Dieter Winter hat geschrieben: ↑Fr 28. Okt 2022, 19:45
M.W. hat jeder Staat die Entscheidung, ob und wie er sich ggf. beteiligt. Die USA haben nach 9/11 auch den Art. 5 in Kraft gesetzt, oder?
Stimmt genau. Nach 9/11 haben die USA sich auf Artikel 5 berufen. So kam es dazu, dass zum ersten Mal der Nato-Fall ausgerufen wurde.
ABER!:
- Es war keineswegs sicher, dass alle Nato-Mitglieder dem Ruf der USA Folge leisten würden. Es hätte durchaus Mitglieder der Nato geben können, die der Meinung waren, dass das gar kein Nato-Fall war. Ich habe von Staatsrecht jetzt zu wenig Ahnung, um sagen zu können, ob für die Ausrufung des Nato-Falls "Einstimmigkeit" erforderlich ist. Oder krasser formuliert: Ist es wirklich so, dass ein Nato-Staat nur den Nato-Fall ausrufen muss, damit alle anderen Nato-Mitglieder automatisch verpflichtet sind, ohne jede weitere Nachfrage Beistand zu leisten? Ich bezweifele das eher. Da spielen Paragraph 6 (wann tritt der Nato-Fall überhaupt ein???) und vermutlich noch viele andere Regelungen des Natovertrags eine Rolle.

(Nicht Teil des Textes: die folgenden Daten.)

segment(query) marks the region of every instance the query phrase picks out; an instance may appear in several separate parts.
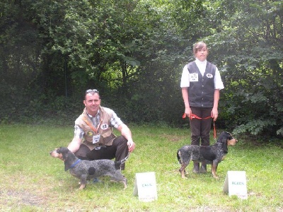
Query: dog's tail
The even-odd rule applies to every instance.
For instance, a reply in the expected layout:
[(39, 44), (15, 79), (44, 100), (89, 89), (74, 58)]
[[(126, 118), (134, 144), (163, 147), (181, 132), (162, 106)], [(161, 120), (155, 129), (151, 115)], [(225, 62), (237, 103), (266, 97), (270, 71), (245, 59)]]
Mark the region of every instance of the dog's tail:
[(119, 161), (115, 161), (114, 163), (115, 163), (115, 169), (120, 170), (121, 164), (125, 163), (127, 161), (127, 160), (128, 160), (129, 157), (129, 153), (128, 153), (127, 157), (125, 158), (124, 159), (122, 159), (121, 160), (119, 160)]

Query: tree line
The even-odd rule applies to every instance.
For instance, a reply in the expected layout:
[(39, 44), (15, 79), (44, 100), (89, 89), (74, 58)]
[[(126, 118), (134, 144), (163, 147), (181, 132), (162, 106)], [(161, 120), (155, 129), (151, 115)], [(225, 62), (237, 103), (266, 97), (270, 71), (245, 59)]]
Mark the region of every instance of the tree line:
[(217, 126), (283, 135), (283, 3), (271, 0), (1, 0), (1, 123), (74, 123), (84, 92), (125, 122), (186, 126), (192, 45), (219, 69)]

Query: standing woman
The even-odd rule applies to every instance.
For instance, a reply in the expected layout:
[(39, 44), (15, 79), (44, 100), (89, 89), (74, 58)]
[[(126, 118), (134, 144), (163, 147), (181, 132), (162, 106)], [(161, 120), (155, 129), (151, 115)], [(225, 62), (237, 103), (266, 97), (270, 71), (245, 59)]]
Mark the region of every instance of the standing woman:
[[(190, 119), (192, 144), (209, 146), (212, 119), (202, 118), (211, 117), (216, 120), (219, 90), (224, 86), (217, 67), (207, 61), (207, 45), (203, 42), (195, 44), (193, 54), (195, 60), (184, 66), (180, 83), (185, 114), (189, 118), (192, 114), (202, 118)], [(192, 171), (200, 172), (199, 163), (194, 163)], [(207, 165), (202, 164), (200, 172), (206, 172)]]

- Wenn dann die Gültigkeit von Paragraph 5 anerkannt wird, sind zwar alle Bündnispartner zum Beistand verpflichtet. Welchen Umfang ihr Beistand hat, entscheiden die Bündnispartner aber immer noch ganz allein und autonom. Auch dafür ist Afghanistan ein Lehrbeispiel. Der Natofall ist (zum ersten und bisher einzigen mal) anerkannt worden. Es haben sich aber keineswegs alle 30 Nato-Mitglieder an den Kämpfen in Afghanistan beteiligt. Jedes einzelne Mitgliedsland hat ganz individuell entschieden, ob es Beistand leisten kann und welchen Umfang dieser Beistand haben kann.
Nimmt man diese beiden Punkte zusammen, könnte ein eingefleischter Putinese oder Erdoganese daraus schließen, dass die Nato ein zahnloser Tiger ist. Jeder Mitgliedsstaat kann ja schließlich jederzeit frei entscheiden, ob ein Nato-Fall überhaupt vorliegt und ob er beim Vorliegen mitmischen will. So ist das aber natürlich nicht. Deshalb kackt Putin sich die Hosen voll, dass die Nato in der Ukraine eingreifen könnte.